October 11’s “Small Business Day” may have resulted from a PR campaign organised by supermarket retailer Makro. But it gave pause for thought. How many self-employed Czechs will fold as a result of the new mandatory electronic receipts system? To this day, some people are still doing business without having ever gone online. Should they now be placed in irons?

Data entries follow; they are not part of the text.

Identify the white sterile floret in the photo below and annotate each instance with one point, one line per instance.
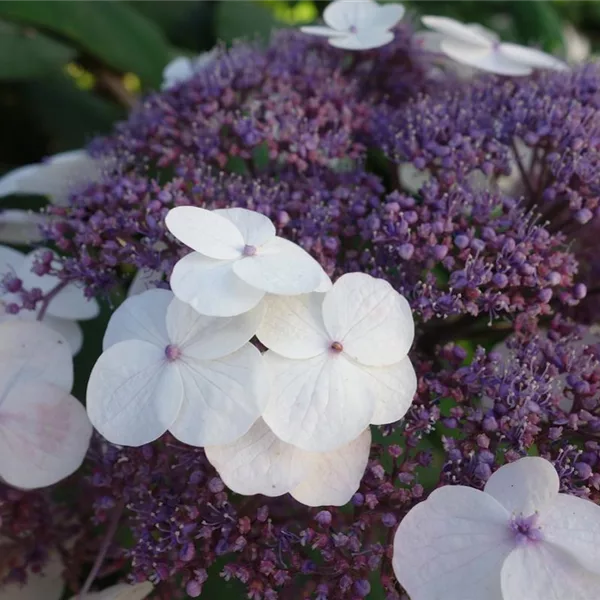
(237, 260)
(183, 68)
(338, 361)
(518, 539)
(478, 47)
(56, 177)
(166, 367)
(260, 463)
(358, 24)
(63, 310)
(44, 431)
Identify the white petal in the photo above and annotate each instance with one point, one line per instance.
(47, 585)
(542, 572)
(222, 398)
(318, 404)
(369, 318)
(140, 317)
(341, 14)
(293, 326)
(70, 331)
(452, 546)
(321, 31)
(280, 267)
(69, 303)
(482, 58)
(211, 287)
(525, 486)
(144, 279)
(20, 226)
(44, 435)
(30, 351)
(573, 524)
(531, 57)
(394, 388)
(457, 31)
(205, 231)
(178, 70)
(333, 477)
(133, 394)
(259, 463)
(206, 338)
(364, 40)
(256, 229)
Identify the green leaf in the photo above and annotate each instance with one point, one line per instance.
(110, 30)
(26, 53)
(243, 18)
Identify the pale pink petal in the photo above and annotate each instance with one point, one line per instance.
(525, 486)
(141, 317)
(543, 572)
(369, 318)
(205, 338)
(222, 398)
(280, 267)
(320, 403)
(44, 435)
(452, 546)
(211, 287)
(133, 394)
(205, 231)
(293, 326)
(333, 477)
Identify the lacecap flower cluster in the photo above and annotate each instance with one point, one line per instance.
(348, 296)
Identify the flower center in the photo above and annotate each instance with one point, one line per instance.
(526, 529)
(172, 352)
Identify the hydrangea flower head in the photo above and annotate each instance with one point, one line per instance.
(358, 24)
(518, 538)
(338, 361)
(237, 260)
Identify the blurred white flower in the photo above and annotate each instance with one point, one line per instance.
(260, 463)
(338, 361)
(237, 260)
(358, 24)
(518, 539)
(166, 367)
(63, 311)
(478, 47)
(44, 431)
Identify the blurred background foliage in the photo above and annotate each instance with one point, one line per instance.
(70, 68)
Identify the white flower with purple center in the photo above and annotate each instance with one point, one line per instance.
(338, 362)
(260, 463)
(44, 431)
(167, 368)
(518, 539)
(358, 24)
(476, 46)
(238, 259)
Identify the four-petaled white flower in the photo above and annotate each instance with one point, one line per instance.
(44, 431)
(338, 361)
(358, 24)
(237, 260)
(65, 308)
(183, 68)
(166, 367)
(518, 539)
(260, 463)
(478, 47)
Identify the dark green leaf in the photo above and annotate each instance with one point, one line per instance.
(26, 53)
(110, 30)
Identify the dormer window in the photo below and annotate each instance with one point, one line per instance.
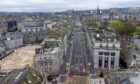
(106, 45)
(113, 46)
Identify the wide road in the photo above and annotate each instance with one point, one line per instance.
(81, 61)
(78, 59)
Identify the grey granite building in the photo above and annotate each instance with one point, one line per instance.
(49, 57)
(106, 50)
(13, 40)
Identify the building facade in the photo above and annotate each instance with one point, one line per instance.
(106, 55)
(48, 59)
(13, 40)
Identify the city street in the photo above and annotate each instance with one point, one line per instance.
(78, 60)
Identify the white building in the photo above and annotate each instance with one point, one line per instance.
(106, 51)
(13, 40)
(2, 48)
(48, 59)
(48, 24)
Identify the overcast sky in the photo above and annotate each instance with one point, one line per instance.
(62, 5)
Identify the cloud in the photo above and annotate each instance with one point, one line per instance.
(60, 5)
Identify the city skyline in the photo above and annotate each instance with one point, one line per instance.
(62, 5)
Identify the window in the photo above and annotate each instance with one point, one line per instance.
(113, 54)
(106, 53)
(106, 62)
(112, 62)
(113, 45)
(100, 53)
(50, 69)
(100, 61)
(100, 45)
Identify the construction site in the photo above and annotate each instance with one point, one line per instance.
(20, 58)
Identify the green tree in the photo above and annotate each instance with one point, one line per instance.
(137, 32)
(130, 27)
(124, 28)
(118, 26)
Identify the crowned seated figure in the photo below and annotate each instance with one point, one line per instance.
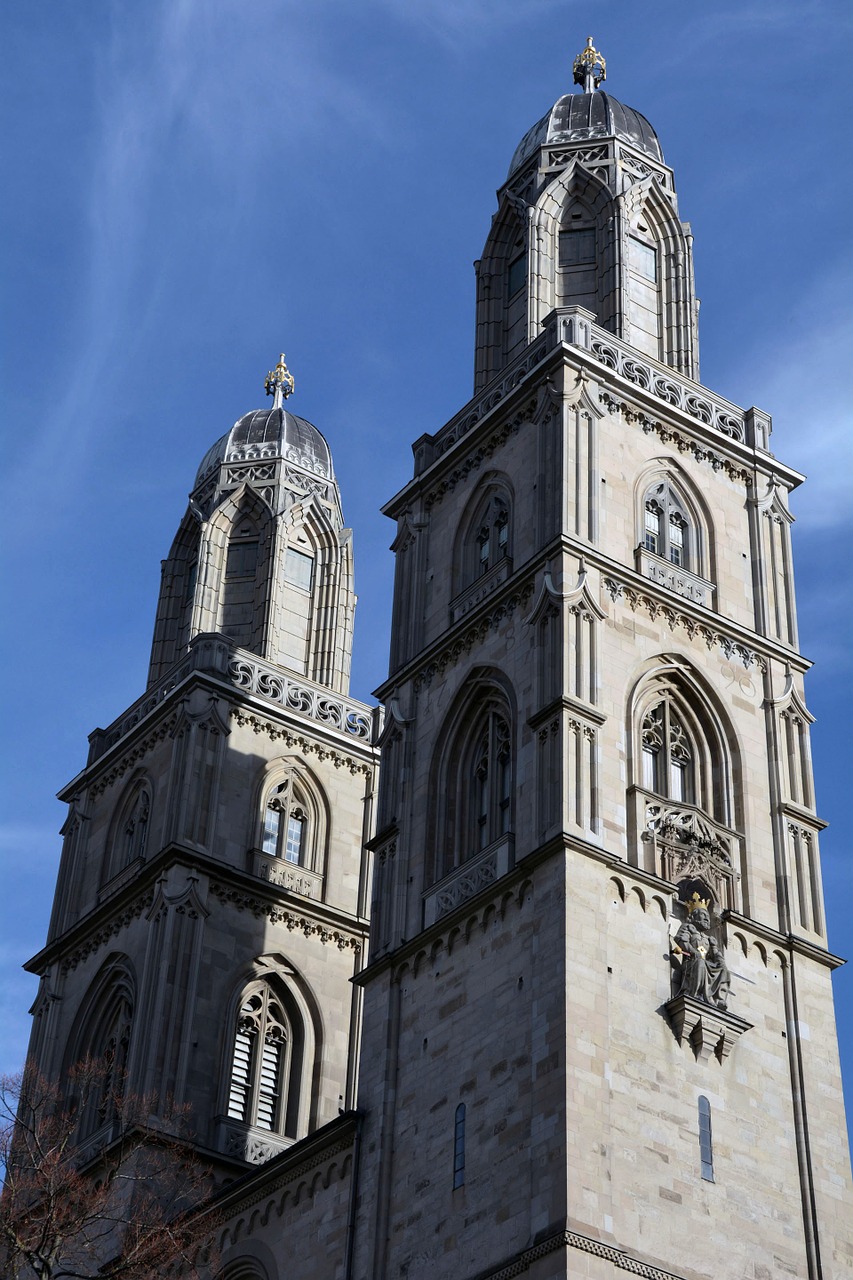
(703, 973)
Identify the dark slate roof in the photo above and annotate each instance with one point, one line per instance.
(270, 433)
(578, 117)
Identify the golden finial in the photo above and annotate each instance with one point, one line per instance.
(279, 383)
(694, 903)
(589, 68)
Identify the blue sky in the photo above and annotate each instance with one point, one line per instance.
(197, 184)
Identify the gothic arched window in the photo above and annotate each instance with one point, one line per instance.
(475, 782)
(484, 539)
(667, 754)
(493, 535)
(286, 824)
(666, 528)
(491, 781)
(260, 1061)
(99, 1063)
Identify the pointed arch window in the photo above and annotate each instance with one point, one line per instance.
(491, 780)
(477, 786)
(129, 832)
(260, 1061)
(286, 824)
(666, 528)
(669, 754)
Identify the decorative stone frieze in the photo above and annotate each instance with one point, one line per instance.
(277, 914)
(434, 446)
(666, 384)
(712, 638)
(706, 1028)
(308, 746)
(475, 460)
(297, 880)
(314, 702)
(480, 589)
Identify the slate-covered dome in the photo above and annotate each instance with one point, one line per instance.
(585, 117)
(270, 433)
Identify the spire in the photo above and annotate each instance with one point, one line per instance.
(589, 68)
(279, 383)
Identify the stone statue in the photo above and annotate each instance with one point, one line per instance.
(703, 973)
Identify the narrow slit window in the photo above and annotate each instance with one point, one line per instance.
(516, 277)
(293, 845)
(459, 1146)
(706, 1150)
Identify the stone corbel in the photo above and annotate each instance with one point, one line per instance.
(706, 1028)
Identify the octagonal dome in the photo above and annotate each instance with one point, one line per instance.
(270, 433)
(585, 117)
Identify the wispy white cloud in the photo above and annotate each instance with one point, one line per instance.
(804, 382)
(211, 74)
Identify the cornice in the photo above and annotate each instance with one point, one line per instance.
(227, 885)
(241, 679)
(715, 629)
(568, 1239)
(277, 1174)
(787, 941)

Finance Minister Andrej Babiš’s utopian world of mandatory electronic receipts for each and every transaction (known by its “EET” acronym) will enter its first phase in December. According to ministry ads, one would be forgiven for thinking a bright new dawn was approaching. The treasury is set to rake in an additional CZK 18bn per year, which will then be available to schools, hospitals and pensioners. The grey economy will be smashed, and even the smallest match seller on the street will have to pay his fair share of taxes just like the largest corporation. Finally, equality and fairness in our capitalist system. All that is needed are a few ingredients: the threat of a severe half-million-crown penalty, and also the threat of having one’s small business activities shuttered. The official word is that the entire system will be simple and straightforward for the self-employed. The smallest businesses – as the finance ministry says – will simply need a smartphone, or tablet, some software, a printer, and an internet connection. And Hey, Presto!
After all, digitalisation will make life easier for all. Long live progress!
But will it? EET will mainly make life easier for tax collectors, the finance ministry and the state side of the equation. But, as even children are taught in school, the government is supposed to serve the people, not the other way around.
Perhaps the central bureaucracies may not be aware of this, but there are still people living and working in this country who have only heard words like Internet, smartphone, tablet, software, online and offline from their children or grandchildren. Not long ago, a young finance ministry staffer pulled out his Blackberry on TV. He argued that a grandson could simply explain the thing to his self-employed granddad – a few screen taps and the old timer is in touch with the authorities.
But those “few taps” represent a major hurdle for many older citizens. Similarly, many Czechs – and not just seniors – do not bank online; pensioners still go to the post office to pick up their pensions. Are such archaic activities to be swept away in the name of progress? Will such hold-outs be forced to adapt or go under? Such little guys seem to have no place in this modern online world; perhaps they should step out of the way and leave it to the big guys – is that what Babiš wants? Instead of being productive, should such dinosaurs call it a day trying to be entrepreneurs and simply wait for their pension cheques (perhaps now a little higher from that fabled CZK 18bn)?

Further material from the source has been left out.